What is the Obama Doctrine? Part 2

I posted an item with this title in April, click here for it.

Here are a few updates on it:

The Curse of the Obama Doctrine.
- The Obama doctrine: Barack Obama’s foreign-policy goal in his second term: to avoid costly entanglements.
- Time: The ‘Obama Doctrine’ Echoes Kennedy and Nixon.

As always, the relevant Wikipedia page is worth looking at, click here for it.

This NYT editorial seems to summarize it well.

- Click here for Obama’s Doctrine of Restraint.
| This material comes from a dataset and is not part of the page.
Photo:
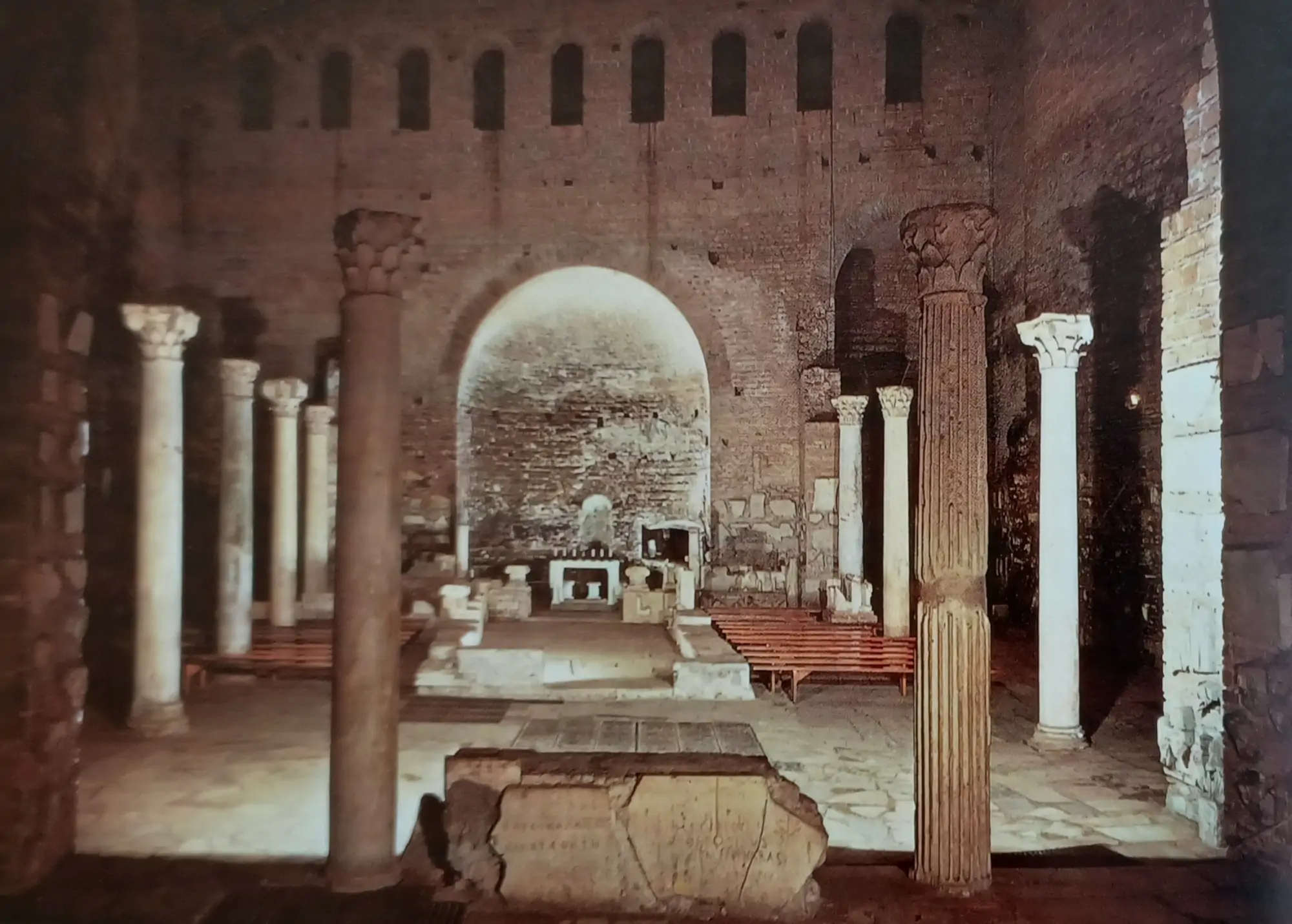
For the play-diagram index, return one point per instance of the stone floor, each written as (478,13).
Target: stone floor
(251,780)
One way to define Barack Obama’s foreign policy is as a Doctrine of Restraint. It is clear, not least to the Kremlin, that this president is skeptical of the efficacy of military force, wary of foreign interventions that may become long-term commitments, convinced the era of American-imposed solutions is over, and inclined to see the United States as less an indispensable power than an indispensable partner. He has, in effect, been talking down American power.
President Vladimir Putin has seized on this profound foreign policy shift in the White House. He has probed where he could, most conspicuously in Ukraine, and now in Syria. Obama may call this a form of Russian weakness. He may mock Putin’s forays as distractions from a plummeting Russian economy. But the fact remains that Putin has reasserted Russian power in the vacuum created by American retrenchment and appears determined to shape the outcome in Syria using means that Obama has chosen never to deploy. For Putin, it’s clear where the weakness lies: in the White House.
Russia’s Syrian foray may be overreach. It may fall into the category of the “stupid stuff” (read reckless intervention) Obama shuns. Quagmires can be Russian, too. But for now the initiative appears to lie in the Kremlin, with the White House as reactive power. Not since the end of the Cold War a quarter-century ago has Russia been as assertive or Washington as acquiescent.
Obama’s Doctrine of Restraint reflects circumstance and temperament. He was elected to lead a nation exhausted by the two longest and most expensive wars in its history. Iraq and Afghanistan consumed trillions without yielding victory. His priority was domestic: first recovery from the 2008 meltdown and then a more equitable and inclusive society. The real pivot was not to Asia but to home.
Besides, American power in the 21st century could not be what it was in the 20th, not with the Chinese economy quintupling in size since 1990. The president was intellectually persuaded of the need to redefine America’s foreign-policy heft in an interconnected world of more equal powers, and temperamentally inclined to prudence and diplomacy over force. Republican obstructionism and the politicization of foreign policy in a polarized Washington did not help him. American power, in his view, might still be dominant but could no longer be determinant.
As Obama put it to The New Republic in 2013, “I am more mindful probably than most of not only our incredible strengths and capabilities, but also our limitations.”